I apologize for the confusion. Yes. Yes it is very funny to me that a man is complaining that public transportation is not designed with his testicles in mind. This comes from a woman whose arms are about 5 inches shorter than a typical man's, who has to sit in front of an airbag designed for a man every time she drives. And whose legs fall asleep while traveling because all the public seats are designed to accommodate those men and my legs can't reach the floor. And he doesn't feel there's enough space for his testicles. And just, yeah, that's fucking funny.

lol... yea, and nevermind the followup issue of now there being laws where people are arrested for BEING TO SMALL TO BE SITTING IN THE BIG SEATS

Well, fortunately progressives are mainly concerned with identity group-level fairness not individual-level fairness.

Thus if we design gender specific seats to equilibrate the average comfort level of men and women we achieve the appropriate gender level of fairness required and needn't concern ourselves overmuch with individuals.
 
lol... yea, and nevermind the followup issue of now there being laws where people are arrested for BEING TO SMALL TO BE SITTING IN THE BIG SEATS

Well, fortunately progressives are mainly concerned with identity group-level fairness not individual-level fairness.

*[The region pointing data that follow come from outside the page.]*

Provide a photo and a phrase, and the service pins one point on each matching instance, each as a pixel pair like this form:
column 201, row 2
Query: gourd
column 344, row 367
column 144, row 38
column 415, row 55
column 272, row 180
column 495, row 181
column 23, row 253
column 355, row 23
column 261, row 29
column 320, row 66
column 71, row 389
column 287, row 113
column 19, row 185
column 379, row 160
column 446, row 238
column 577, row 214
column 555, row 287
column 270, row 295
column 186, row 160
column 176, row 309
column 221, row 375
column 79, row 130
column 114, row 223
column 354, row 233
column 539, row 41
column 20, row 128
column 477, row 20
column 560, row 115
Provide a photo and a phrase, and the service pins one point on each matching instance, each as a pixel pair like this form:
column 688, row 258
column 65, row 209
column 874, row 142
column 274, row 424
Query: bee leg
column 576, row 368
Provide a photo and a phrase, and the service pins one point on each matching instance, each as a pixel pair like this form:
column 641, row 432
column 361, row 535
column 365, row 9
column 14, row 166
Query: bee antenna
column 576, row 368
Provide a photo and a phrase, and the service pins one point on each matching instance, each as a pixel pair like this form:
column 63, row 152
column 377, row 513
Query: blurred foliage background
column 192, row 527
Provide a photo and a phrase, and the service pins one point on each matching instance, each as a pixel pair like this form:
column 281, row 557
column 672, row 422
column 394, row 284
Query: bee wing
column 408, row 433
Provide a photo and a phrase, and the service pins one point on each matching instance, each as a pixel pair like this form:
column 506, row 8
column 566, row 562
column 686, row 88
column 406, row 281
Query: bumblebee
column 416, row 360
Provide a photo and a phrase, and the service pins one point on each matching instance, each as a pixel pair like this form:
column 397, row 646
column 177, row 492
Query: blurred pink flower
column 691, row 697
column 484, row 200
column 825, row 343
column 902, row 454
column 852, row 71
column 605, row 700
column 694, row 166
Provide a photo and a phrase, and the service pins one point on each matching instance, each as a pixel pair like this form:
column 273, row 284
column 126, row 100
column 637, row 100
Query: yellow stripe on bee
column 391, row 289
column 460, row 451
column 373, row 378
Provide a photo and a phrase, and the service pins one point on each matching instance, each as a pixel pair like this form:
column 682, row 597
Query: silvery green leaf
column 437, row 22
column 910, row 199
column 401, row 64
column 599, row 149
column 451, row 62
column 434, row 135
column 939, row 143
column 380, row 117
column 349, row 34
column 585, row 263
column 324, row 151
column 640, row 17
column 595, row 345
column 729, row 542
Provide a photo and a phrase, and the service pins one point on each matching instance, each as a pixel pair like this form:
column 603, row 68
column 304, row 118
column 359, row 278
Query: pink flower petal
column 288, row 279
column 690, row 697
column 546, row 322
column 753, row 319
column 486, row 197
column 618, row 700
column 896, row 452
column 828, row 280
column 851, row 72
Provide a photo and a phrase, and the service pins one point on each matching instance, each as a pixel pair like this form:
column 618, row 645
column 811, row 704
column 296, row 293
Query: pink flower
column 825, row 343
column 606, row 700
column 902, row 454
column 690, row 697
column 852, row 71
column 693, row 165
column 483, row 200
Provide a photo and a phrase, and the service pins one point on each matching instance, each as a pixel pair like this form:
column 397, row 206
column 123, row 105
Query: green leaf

Thus if we design gender specific seats to equilibrate the average comfort level of men and women we achieve the appropriate gender level of fairness required and needn't concern ourselves overmuch with individuals.

Watch it. We might require you rent an approved seat on the bus, much like the stadiums that forbid outside seat cushions and back support.

And it will be a Porphyry Chair that allows the driver to check your junk like they do the Pope*.


(See legend of Pope Joan.)
 
No, they were designed by engineers to get the maximum number of bodies onto a plane, which generally works much more against men than against women.

The average chair dimension has not changed since the 1950s, yet across the entire globe people have gotten taller and fatter.

Actually, coach seats on the major airlines like American and United have shrunk over the last 30 years by about 2 inches in width an 2-5 inches in "depth" (i.e. legroom), depending upon the plane.
That coach "premium" section which costs another $50-$70 just gets you seats with legroom that normal coach had 20 years ago. To make it worse, planes with in-seat screen usually have a hard-drive box under every seat, eliminated 30% of the space for your feet.

Even as a 6'3" man, I have painfully felt this change. My knees cannot fit on most planes, unless I "manspread".